The maps comparing 2021 and 2022 racial demographics show that Tennessee’s 5th congressional district, which was once a majority minority urban area, was split and merged into whiter surrounding districts after redistricting. This fragmentation is clearly visible in the 2022 map, suggesting a dispersal of minority voters.
The scatterplot of precinct data from Davidson County further supports this pattern. It shows that precincts with higher minority populations tended to support Harris, but many of these precincts no longer contributed to a Democratic district win. While not conclusive proof, the graphics suggest that redistricting diluted the voting strength of communities of color, aligning with key concerns in racial gerrymandering cases.
Code:
# Install required packages if not already installed
if (!require("tidyverse")) install.packages("tidyverse")
if (!require("tidycensus")) install.packages("tidycensus")
if (!require("sf")) install.packages("sf")
if (!require("mapview")) install.packages("mapview")
if (!require("leaflet")) install.packages("leaflet")
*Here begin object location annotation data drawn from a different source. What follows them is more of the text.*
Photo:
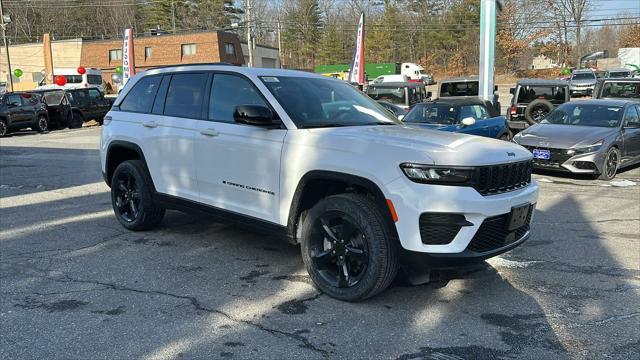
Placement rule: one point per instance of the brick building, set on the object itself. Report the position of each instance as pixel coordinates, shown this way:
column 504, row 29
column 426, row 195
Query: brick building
column 162, row 50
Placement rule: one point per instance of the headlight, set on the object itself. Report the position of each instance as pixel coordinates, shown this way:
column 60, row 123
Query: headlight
column 587, row 149
column 438, row 174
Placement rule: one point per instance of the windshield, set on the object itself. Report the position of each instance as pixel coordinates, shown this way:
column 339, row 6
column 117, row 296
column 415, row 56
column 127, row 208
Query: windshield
column 624, row 90
column 392, row 95
column 444, row 114
column 555, row 94
column 466, row 88
column 619, row 74
column 585, row 115
column 583, row 76
column 313, row 102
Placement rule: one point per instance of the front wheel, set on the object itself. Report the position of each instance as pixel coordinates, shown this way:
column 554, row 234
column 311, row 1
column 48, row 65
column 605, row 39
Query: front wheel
column 611, row 164
column 132, row 197
column 347, row 247
column 42, row 124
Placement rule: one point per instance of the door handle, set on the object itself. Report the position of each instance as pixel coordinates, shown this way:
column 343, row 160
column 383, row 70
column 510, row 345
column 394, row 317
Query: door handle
column 209, row 132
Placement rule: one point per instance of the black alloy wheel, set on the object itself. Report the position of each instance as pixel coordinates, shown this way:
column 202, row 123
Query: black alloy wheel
column 43, row 124
column 611, row 163
column 349, row 246
column 339, row 250
column 127, row 196
column 3, row 128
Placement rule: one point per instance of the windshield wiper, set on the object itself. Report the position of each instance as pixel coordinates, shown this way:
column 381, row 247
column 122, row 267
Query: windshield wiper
column 311, row 126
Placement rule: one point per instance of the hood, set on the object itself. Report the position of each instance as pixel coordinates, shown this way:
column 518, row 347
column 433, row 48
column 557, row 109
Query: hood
column 409, row 144
column 563, row 136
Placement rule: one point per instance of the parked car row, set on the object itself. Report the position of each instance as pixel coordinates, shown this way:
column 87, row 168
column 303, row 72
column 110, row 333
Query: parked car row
column 42, row 110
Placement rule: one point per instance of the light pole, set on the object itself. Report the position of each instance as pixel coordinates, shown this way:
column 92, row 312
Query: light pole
column 4, row 21
column 249, row 40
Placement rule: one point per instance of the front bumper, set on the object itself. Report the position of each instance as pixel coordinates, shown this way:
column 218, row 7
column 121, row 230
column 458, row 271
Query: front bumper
column 411, row 200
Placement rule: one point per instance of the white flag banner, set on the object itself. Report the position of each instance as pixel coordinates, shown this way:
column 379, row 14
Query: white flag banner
column 128, row 61
column 356, row 72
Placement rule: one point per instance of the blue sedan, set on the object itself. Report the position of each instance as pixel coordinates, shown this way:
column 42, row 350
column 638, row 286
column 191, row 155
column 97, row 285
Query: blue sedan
column 464, row 115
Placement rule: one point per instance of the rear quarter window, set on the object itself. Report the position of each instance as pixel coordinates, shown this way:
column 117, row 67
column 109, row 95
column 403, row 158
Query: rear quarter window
column 140, row 98
column 185, row 95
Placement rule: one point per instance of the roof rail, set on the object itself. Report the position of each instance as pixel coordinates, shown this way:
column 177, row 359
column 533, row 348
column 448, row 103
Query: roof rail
column 196, row 64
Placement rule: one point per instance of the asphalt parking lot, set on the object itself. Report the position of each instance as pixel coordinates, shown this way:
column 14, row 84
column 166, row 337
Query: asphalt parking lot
column 75, row 284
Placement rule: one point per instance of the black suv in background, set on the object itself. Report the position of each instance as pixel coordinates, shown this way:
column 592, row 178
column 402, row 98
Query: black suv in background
column 20, row 110
column 533, row 99
column 87, row 104
column 620, row 88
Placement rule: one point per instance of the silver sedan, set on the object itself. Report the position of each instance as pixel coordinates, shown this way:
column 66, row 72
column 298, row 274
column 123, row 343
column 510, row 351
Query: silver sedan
column 596, row 137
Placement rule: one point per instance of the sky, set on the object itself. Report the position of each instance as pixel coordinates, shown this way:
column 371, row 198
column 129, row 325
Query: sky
column 609, row 8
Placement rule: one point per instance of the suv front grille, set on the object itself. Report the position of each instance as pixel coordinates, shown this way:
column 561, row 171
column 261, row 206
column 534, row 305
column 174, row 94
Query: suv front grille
column 440, row 229
column 494, row 234
column 557, row 157
column 496, row 179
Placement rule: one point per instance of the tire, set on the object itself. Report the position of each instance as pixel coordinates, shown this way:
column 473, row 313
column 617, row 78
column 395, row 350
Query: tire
column 132, row 197
column 4, row 129
column 42, row 124
column 536, row 110
column 610, row 165
column 76, row 120
column 368, row 254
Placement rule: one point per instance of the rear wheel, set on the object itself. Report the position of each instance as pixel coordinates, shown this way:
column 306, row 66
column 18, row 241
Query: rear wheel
column 611, row 164
column 42, row 124
column 347, row 247
column 132, row 197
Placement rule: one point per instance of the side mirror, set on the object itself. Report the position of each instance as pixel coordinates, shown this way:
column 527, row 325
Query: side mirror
column 468, row 121
column 253, row 115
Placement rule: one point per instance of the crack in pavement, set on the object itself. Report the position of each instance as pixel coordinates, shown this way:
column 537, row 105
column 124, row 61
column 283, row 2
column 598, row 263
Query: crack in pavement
column 582, row 269
column 199, row 306
column 607, row 320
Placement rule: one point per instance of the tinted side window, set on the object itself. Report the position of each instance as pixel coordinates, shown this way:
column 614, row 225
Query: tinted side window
column 229, row 91
column 94, row 94
column 140, row 98
column 185, row 95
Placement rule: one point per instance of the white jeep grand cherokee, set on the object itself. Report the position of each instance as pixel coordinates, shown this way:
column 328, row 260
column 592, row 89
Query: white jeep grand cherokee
column 313, row 159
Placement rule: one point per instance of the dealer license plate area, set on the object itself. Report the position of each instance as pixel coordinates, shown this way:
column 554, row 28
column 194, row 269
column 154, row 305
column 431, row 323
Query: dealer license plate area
column 541, row 154
column 518, row 217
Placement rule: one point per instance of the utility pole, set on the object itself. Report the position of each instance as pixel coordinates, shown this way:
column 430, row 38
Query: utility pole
column 173, row 18
column 279, row 45
column 249, row 40
column 3, row 25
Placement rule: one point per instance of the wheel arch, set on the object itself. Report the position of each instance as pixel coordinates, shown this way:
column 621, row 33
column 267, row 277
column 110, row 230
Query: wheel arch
column 118, row 152
column 318, row 184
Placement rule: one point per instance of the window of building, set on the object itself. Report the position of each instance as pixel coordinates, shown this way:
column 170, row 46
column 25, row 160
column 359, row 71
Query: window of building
column 185, row 95
column 115, row 55
column 94, row 79
column 230, row 49
column 229, row 91
column 188, row 49
column 140, row 98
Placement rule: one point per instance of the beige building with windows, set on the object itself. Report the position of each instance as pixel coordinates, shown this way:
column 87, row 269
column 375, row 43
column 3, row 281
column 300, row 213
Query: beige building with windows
column 30, row 59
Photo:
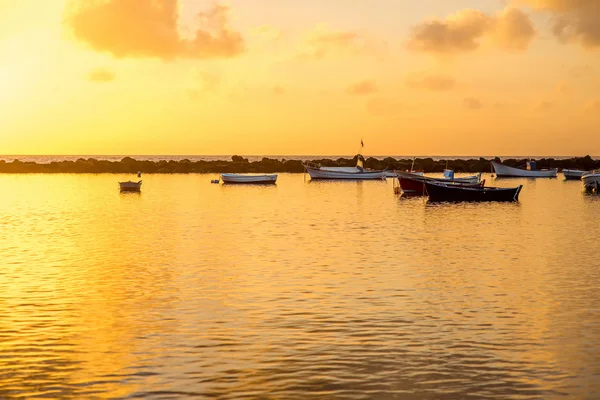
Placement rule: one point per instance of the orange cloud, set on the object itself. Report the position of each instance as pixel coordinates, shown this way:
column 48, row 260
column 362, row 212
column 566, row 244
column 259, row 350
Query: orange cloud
column 437, row 83
column 323, row 42
column 101, row 75
column 574, row 20
column 543, row 106
column 148, row 28
column 464, row 31
column 278, row 89
column 513, row 29
column 593, row 108
column 472, row 103
column 206, row 81
column 384, row 107
column 362, row 88
column 562, row 88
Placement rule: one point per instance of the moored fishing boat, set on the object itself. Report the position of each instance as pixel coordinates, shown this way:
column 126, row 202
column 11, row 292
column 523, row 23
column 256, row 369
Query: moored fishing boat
column 130, row 186
column 317, row 171
column 344, row 173
column 573, row 174
column 415, row 184
column 439, row 192
column 591, row 181
column 502, row 170
column 249, row 179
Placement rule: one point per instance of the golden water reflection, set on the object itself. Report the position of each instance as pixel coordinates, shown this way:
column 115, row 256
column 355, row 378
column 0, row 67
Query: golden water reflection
column 327, row 289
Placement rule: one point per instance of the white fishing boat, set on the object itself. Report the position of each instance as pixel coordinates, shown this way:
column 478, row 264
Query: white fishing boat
column 449, row 176
column 573, row 174
column 531, row 171
column 591, row 181
column 316, row 171
column 345, row 173
column 130, row 186
column 393, row 174
column 250, row 179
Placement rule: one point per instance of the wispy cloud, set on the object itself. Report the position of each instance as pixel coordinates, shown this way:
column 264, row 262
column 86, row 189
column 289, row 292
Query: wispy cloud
column 101, row 75
column 472, row 103
column 436, row 83
column 362, row 88
column 323, row 42
column 573, row 20
column 148, row 28
column 464, row 32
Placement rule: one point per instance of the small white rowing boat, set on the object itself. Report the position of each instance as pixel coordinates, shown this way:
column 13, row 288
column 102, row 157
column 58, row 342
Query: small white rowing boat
column 506, row 171
column 130, row 186
column 573, row 174
column 255, row 179
column 345, row 173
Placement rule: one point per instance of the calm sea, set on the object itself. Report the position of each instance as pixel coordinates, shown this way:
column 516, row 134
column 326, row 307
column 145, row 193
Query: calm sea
column 48, row 159
column 297, row 291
if (!require("leaflet.extras2")) install.packages("leaflet.extras2")
# Load libraries
library(tidyverse)
library(tidycensus)
library(sf)
library(mapview)
library(leaflet)
library(leafpop)
# Load variable dictionary (optional)
ProfileTables <- load_variables(2021, "acs5/profile", cache = TRUE)
# === 2021 DATA ===
mydata2021 <- get_acs(
geography = "congressional district",
state = "TN",
variables = "DP05_0037P", # Percent White alone
year = 2021,
survey = "acs1",
output = "wide",
geometry = TRUE
)
# Rename columns
mydata2021 <- mydata2021 %>%
rename(
Area = NAME,
`Pct. White` = DP05_0037PE,
Range = DP05_0037PM
)
# Interactive map for 2021
Map2021 <- mapview(
mydata2021,
zcol = "Pct. White",
layer.name = "Pct. White 2021",
popup = popupTable(
mydata2021,
feature.id = FALSE,
row.numbers = FALSE,
zcol = c("Area", "Pct. White", "Range")
)
)
Map2021
# Error bar plot for 2021
mygraph2021 <- ggplot(mydata2021, aes(x = `Pct. White`, y = reorder(Area, `Pct. White`))) +
geom_errorbarh(aes(xmin = `Pct. White` - Range, xmax = `Pct. White` + Range)) +
geom_point(size = 3, color = "#099d91") +
theme_minimal(base_size = 12.5) +
theme(axis.text.y = element_text(size = 5)) +
labs(
title = "Pct. White by Congressional District in Tennessee",
subtitle = "2021 ACS 1-Year Estimates (Error Bars Show Margin of Error)",
x = "2021 ACS Estimate (% White)",
y = ""
)
mygraph2021
# === 2022 DATA ===
mydata2022 <- get_acs(
geography = "congressional district",
state = "TN",
variables = "DP05_0037P",
year = 2022,
survey = "acs1",
output = "wide",
geometry = TRUE
)
# Rename columns
mydata2022 <- mydata2022 %>%
rename(
Area = NAME,
`Pct. White` = DP05_0037PE,
Range = DP05_0037PM
)
# Interactive map for 2022
Map2022 <- mapview(
mydata2022,
zcol = "Pct. White",
layer.name = "Pct. White 2022",
popup = popupTable(
mydata2022,
feature.id = FALSE,
row.numbers = FALSE,
zcol = c("Area", "Pct. White", "Range")
)
)
Map2022
# Error bar plot for 2022
mygraph2022 <- ggplot(mydata2022, aes(x = `Pct. White`, y = reorder(Area, `Pct. White`))) +
geom_errorbarh(aes(xmin = `Pct. White` - Range, xmax = `Pct. White` + Range)) +
geom_point(size = 3, color = "#099d91") +
theme_minimal(base_size = 12.5) +
theme(axis.text.y = element_text(size = 5)) +
labs(
title = "Pct. White by Congressional District in Tennessee",
subtitle = "2022 ACS 1-Year Estimates (Error Bars Show Margin of Error)",
x = "2022 ACS Estimate (% White)",
y = ""
)
mygraph2022
# Load the data
Davidson2024 <- read.csv("https://github.com/drkblake/Data/raw/refs/heads/main/Davidson2024.csv")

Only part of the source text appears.